Second, Democrats should work to rebuild structural barriers to monopoly in a wide range of industries, as they did in the 1930s with Glass-Steagall in banking. A content distributor like AT&T should not be allowed to buy a content provider like Time Warner. Online ad companies should be barred from owning browsers and ad blockers. And Amazon should not operate as both a marketplace and a competitor within that marketplace. It’s one thing, say, to run a big trucking company—but if you’re allowed to own the highway itself, other truckers won’t stand a chance.
Third, Democrats should move to split up or neutralize the power of corporations that have the ability to dominate and control entire realms of commerce. Amazon has forced publishers to offer it steep discounts on books, Monsanto is organizing the genetics behind much of our food supply, and the Cleveland Clinic exerts power over doctors throughout northeast Ohio. Such monopolies must either be regulated aggressively or broken up.
What is most needed is a new way of understanding how our political economy works, and for whom. Democrats, at last, are beginning to see the need to aggressively restructure the marketplace and decentralize both economic and political power. To win elections on an anti-monopoly platform, however, the party must abandon its penchant for technocratic prescriptions and frame its new agenda in broadly inspirational terms. Here again, they should take a page from Brandeis and the reformers of the Progressive era, who couched their opposition to monopoly in terms of economic common sense and bedrock American values, like competition and community and democracy. To oppose monopoly, by definition, is to support an independent citizenry against financial autocracy—and few things are more American than that. Antitrust means protecting the family farm from Monsanto, free speech from Facebook, the community from Citibank.
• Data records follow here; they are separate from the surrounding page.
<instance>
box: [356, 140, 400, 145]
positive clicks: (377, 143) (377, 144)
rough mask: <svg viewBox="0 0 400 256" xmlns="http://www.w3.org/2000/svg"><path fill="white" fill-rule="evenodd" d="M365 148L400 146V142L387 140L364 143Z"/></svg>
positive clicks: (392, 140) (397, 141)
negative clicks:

Economic power, as Supreme Court Justice William Douglas observed in a 1948 landmark case against Big Steel, “should be scattered into many hands so that the fortune of the people will not be dependent on the whim or caprice, the political prejudices, the emotional stability of a few self-appointed men.” The philosophy of antitrust, he explained, “is founded on a theory of hostility to the concentration in private hands of power so great that only a government of the people should have it.” As the Trump presidency, a government of the minority, implodes in scandals of its own making, those who voted for him will join the millions of other Americans searching for genuine solutions to the political chaos and economic inequality that is fueled by corporate monopolies. This is the challenge facing the Democratic Party. The goal is not just to oust Trump, but to address the dangerous concentrations of power that drove so many citizens to vote for him in the first place.
Correction: An earlier version of this article incorrectly stated that the number of major U.S. health insurers had decreased from five to three in 2015. The Justice Department blocked the mergers the following year. The article has also been amended to clarify John Kenneth Galbraith’s theory of monopoly power.